Pod Security Standards
Overview
The PodSecurityPolicy API is deprecated and will be removed from Kubernetes in version 1.25. This API is replaced by a new built-in admission controller (KEP-2579: Pod Security Admission Control) which allows cluster admins to enforce Pod Security Standards Labels.
What does that mean?
Namespace and Pod/Container can be defined with three different policies which are; Privileged, Baseline and Restricted. (More info). Therefore, Pod(s)/Container(s) that are not configured according to the enforced security standards defined globally or on the namespace level will not be admitted and it will not be possible to run them.
As a best practice, you must ensure that workloads (Operators and Operands) are defined to run under restricted permissions unless they need further privileges. For the cases where Pod/Container(s) requires escalating permissions, the recommendation is to use the label as described below
How should I configure my Operators and Operands to comply with the criteria?
- For common cases that do not require escalating privileges: configure all containers to comply with the restricted policy as shown in the following the examples:
IMPORTANT NOTE The seccompProfile
field to define that a container is restricted was introduced with K8s 1.19
and might not be supported on some vendors by default.
Please, do not use this field if you are looking to build Operators that work on K8s versions < 1.19
or on vendors that do not support this field. Having this field when it is not supported can result in your Pods/Containers not being allowed to run (i.e. On Openshift versions < 4.11
with its default configuration the deployments will fail with errors like Forbidden: seccomp
.)
In Kubernetes manifests:
spec:
securityContext:
# WARNING: Ensure that the image used defines an UserID in the Dockerfile
# otherwise the Pod will not run and will fail with `container has runAsNonRoot and image has non-numeric user`.
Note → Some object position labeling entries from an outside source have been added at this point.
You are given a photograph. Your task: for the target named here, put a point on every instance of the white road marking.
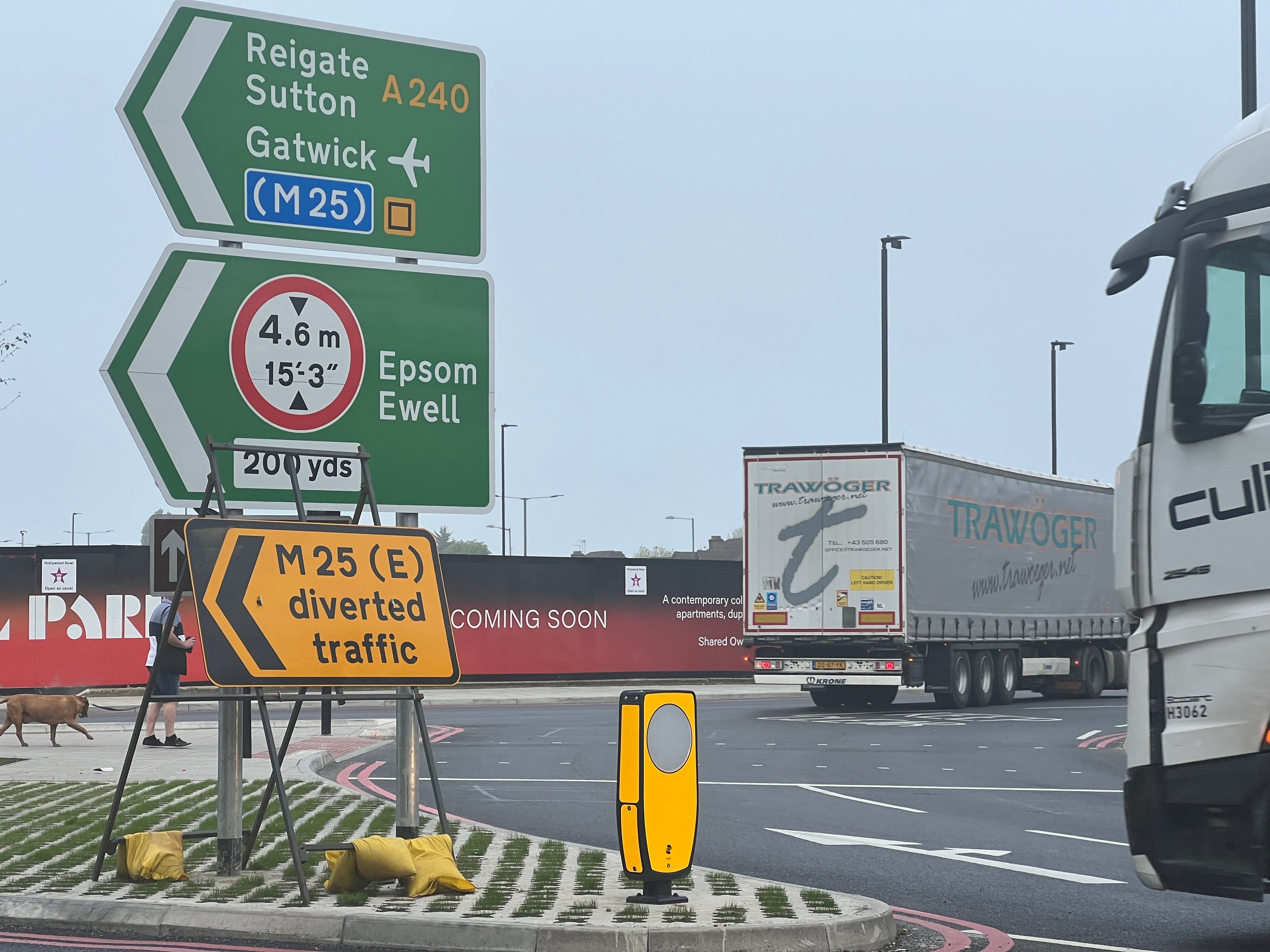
(776, 784)
(1080, 945)
(967, 856)
(1088, 840)
(860, 800)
# If you want your workloads admitted in namespaces enforced with the restricted mode in OpenShift/OKD vendors
# then, you MUST ensure that the Dockerfile defines a User ID OR you MUST leave the `RunAsNonRoot` and
# RunAsUser fields empty.
runAsNonRoot: true
# Please ensure that you can use SeccompProfile and do not use
# if your project must work on old Kubernetes
# versions < 1.19 or on vendors versions which
# do NOT support this field by default (i.e. Openshift < 4.11 )
seccompProfile:
type: RuntimeDefault
...
containers:
- name: controller-manager
securityContext:
allowPrivilegeEscalation: false
capabilities:
drop:
- ALL
...
On Reconciliations, such as code implementation in Go:
Note: if you are setting the RunAsNonRoot
value to true
in the SecurityContext
you will need to verify that the Pod or Container(s) are running with a numeric user that is not 0 (root). If the Pod or Container(s) do not use a non-zero numeric user, you can use the RunAsUser
value to set the user to a non-zero numeric user. In this example, the memcached container does not use a non-zero numeric user and therefore the RunAsUser
value is set to use a uid of 1000
.
dep:= &appsv1.Deployment{
ObjectMeta: metav1.ObjectMeta{
….
},
Spec: appsv1.DeploymentSpec{
…
Template: corev1.PodTemplateSpec{
….
Spec: corev1.PodSpec{
// Ensure restricted context for the Pod
SecurityContext: &corev1.PodSecurityContext{
RunAsNonRoot: &[]bool{true}[0],
// Please ensure that you can use SeccompProfile and do NOT use
// this filed if your project must work on old Kubernetes
// versions < 1.19 or on vendors versions which
// do NOT support this field by default (i.e. Openshift < 4.11)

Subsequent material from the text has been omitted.